Back in the old days when I was learning how to develop behavior change interventions, everyone started the same way: with the focus group.

However, of late, I’ve been seeing more and more scientists applying the same rules to their digital health interventions. When designing a digital health intervention, I think you have to be very judicious about when to use focus groups and how much weight to give the findings.

Why?

Two reasons:
1) Users don’t know what they want.
2) Users can’t comprehend the tradeoffs.

John Gruber just posted an anecdote that nicely captures the challenge (BTW — yes, it’s that Marissa. From way back in 2006.

Marissa started [her talk] with a story about a user test they did. They asked a group of Google searchers how many search results they wanted to see. Users asked for more, more than the ten results Google normally shows. More is more, they said. So, Marissa ran an experiment where Google increased the number of search results to thirty. Traffic and revenue from Google searchers in the experimental group dropped by 20%. Ouch. Why? Why, when users had asked for this, did they seem to hate it? After a bit of looking, Marissa explained that they found an uncontrolled variable. The page with 10 results took .4 seconds to generate. The page with 30 results took .9 seconds. Half a second delay caused a 20% drop in traffic. Half a second delay killed user satisfaction…

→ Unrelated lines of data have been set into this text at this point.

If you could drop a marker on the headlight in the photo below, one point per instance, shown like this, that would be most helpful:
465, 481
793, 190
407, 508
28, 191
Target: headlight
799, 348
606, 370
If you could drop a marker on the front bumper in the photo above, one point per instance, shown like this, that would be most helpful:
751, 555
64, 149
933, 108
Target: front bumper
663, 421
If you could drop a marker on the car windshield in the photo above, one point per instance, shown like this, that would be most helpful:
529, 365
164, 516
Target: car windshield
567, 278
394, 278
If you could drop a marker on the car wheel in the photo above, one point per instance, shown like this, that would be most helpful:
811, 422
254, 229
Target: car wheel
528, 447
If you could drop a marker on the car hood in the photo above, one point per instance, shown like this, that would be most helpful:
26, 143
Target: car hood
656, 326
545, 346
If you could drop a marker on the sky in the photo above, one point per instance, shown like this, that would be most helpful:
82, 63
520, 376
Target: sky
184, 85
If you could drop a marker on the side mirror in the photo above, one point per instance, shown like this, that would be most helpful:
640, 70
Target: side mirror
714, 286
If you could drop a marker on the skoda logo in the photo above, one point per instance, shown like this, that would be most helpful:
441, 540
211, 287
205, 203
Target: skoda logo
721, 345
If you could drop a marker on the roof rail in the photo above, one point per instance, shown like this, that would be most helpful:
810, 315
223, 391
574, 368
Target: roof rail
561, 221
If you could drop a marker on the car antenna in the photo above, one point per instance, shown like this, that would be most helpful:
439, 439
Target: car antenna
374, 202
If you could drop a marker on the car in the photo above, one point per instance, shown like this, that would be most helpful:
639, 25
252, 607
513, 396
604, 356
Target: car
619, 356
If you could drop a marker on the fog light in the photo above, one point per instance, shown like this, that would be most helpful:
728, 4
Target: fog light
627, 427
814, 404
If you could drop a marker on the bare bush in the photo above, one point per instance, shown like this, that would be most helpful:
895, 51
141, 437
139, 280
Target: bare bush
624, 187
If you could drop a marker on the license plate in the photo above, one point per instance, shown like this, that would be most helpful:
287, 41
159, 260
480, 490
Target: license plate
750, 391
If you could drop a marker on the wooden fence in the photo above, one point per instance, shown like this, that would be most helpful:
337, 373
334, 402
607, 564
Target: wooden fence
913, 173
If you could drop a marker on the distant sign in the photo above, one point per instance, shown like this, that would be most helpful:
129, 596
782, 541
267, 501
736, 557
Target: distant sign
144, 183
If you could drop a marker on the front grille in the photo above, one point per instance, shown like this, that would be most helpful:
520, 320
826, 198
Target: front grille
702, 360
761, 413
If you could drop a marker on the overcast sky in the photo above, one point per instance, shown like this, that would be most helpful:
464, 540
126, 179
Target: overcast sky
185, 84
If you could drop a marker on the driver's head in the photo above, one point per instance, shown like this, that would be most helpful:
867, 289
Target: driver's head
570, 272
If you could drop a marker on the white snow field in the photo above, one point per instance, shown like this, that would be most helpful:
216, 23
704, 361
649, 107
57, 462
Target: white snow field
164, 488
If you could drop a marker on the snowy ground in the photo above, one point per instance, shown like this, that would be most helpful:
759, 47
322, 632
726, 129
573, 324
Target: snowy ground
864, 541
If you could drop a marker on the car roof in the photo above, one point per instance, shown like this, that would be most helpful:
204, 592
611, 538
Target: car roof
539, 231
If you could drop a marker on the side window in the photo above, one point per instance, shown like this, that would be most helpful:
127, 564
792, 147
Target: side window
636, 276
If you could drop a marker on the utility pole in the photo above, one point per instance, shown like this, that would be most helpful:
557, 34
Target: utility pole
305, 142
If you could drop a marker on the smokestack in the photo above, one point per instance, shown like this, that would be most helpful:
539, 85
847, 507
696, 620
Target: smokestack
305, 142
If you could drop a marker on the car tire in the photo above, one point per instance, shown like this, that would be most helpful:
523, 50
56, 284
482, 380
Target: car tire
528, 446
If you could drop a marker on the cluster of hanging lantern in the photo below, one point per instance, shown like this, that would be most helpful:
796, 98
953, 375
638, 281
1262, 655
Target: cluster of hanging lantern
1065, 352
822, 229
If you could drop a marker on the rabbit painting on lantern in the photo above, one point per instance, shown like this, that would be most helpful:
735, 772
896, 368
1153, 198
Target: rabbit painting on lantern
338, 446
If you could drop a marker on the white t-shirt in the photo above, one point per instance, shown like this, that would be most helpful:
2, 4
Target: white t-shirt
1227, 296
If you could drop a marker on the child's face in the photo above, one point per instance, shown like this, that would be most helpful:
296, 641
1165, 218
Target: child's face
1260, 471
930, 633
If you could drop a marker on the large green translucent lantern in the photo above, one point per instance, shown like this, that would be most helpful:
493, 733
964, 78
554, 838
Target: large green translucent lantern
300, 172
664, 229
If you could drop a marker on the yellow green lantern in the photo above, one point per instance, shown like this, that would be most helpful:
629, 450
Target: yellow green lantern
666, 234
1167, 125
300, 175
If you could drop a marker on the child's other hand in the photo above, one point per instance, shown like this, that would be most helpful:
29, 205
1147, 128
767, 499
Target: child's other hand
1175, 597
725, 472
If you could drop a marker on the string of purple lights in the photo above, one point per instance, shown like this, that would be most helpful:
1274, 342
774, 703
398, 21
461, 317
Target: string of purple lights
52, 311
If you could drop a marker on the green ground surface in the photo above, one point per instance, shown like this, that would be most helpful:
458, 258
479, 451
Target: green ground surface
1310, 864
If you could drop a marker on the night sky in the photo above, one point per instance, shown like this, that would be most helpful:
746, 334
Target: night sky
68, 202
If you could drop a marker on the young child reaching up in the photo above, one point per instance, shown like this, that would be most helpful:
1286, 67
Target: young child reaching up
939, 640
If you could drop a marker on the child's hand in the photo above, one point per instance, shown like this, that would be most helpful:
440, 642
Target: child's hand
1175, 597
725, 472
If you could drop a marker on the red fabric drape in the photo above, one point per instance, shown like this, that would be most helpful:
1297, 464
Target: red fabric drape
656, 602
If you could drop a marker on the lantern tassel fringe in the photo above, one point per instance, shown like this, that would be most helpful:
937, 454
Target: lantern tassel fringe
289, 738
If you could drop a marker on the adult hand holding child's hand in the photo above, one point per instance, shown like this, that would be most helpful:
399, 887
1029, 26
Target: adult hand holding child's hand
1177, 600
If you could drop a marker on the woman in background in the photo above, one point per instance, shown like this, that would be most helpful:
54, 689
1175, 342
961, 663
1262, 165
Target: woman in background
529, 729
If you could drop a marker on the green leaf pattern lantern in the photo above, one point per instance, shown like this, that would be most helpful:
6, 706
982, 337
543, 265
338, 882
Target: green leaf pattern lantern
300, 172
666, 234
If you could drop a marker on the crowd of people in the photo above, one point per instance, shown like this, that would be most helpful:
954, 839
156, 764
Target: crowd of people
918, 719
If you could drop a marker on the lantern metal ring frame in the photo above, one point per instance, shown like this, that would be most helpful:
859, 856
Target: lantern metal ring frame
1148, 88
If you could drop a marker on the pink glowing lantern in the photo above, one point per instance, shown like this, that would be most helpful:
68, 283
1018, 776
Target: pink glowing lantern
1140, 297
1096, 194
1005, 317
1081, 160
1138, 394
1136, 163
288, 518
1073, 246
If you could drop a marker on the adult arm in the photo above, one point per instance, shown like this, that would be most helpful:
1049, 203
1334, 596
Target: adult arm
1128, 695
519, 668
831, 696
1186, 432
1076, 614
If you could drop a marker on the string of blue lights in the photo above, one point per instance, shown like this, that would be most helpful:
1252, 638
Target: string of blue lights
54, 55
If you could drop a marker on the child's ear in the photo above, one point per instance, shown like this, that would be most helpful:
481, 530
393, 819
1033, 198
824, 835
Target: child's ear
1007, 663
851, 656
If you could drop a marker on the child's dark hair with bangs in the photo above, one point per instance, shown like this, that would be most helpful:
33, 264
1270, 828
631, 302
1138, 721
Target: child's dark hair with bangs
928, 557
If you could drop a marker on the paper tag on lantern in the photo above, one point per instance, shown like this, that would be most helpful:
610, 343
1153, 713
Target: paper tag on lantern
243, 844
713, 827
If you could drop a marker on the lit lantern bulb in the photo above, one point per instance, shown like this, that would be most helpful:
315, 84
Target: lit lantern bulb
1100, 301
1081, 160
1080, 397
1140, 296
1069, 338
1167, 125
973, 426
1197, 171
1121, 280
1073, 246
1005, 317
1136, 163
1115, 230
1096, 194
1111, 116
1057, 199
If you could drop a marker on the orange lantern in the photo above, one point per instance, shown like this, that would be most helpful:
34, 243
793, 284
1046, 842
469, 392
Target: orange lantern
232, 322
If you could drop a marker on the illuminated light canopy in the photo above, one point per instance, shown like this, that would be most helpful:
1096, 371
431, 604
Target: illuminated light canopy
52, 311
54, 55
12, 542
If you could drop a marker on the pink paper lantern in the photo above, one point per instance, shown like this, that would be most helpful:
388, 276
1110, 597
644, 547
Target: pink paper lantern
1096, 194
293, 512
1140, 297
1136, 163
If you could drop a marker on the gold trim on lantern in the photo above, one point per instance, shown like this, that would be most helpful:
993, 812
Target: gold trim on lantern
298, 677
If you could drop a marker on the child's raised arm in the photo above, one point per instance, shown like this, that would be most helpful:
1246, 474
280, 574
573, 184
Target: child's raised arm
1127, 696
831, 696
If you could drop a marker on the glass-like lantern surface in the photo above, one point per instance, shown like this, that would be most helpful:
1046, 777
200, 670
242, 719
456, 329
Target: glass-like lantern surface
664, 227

The lesson, Marissa said, is that speed matters. People do not like to wait.

Now, I suspect that focus group users could’ve articulated that they like speedy web pages. No one likes watching webpages load (even if we were more tolerant of slower speeds back in 2006). But, what if we asked those users how they prioritized speed? I think most would’ve said, “I’ll happily wait a bit longer for more/better results.”

The lesson?

Base your designs on what users do, not what they say.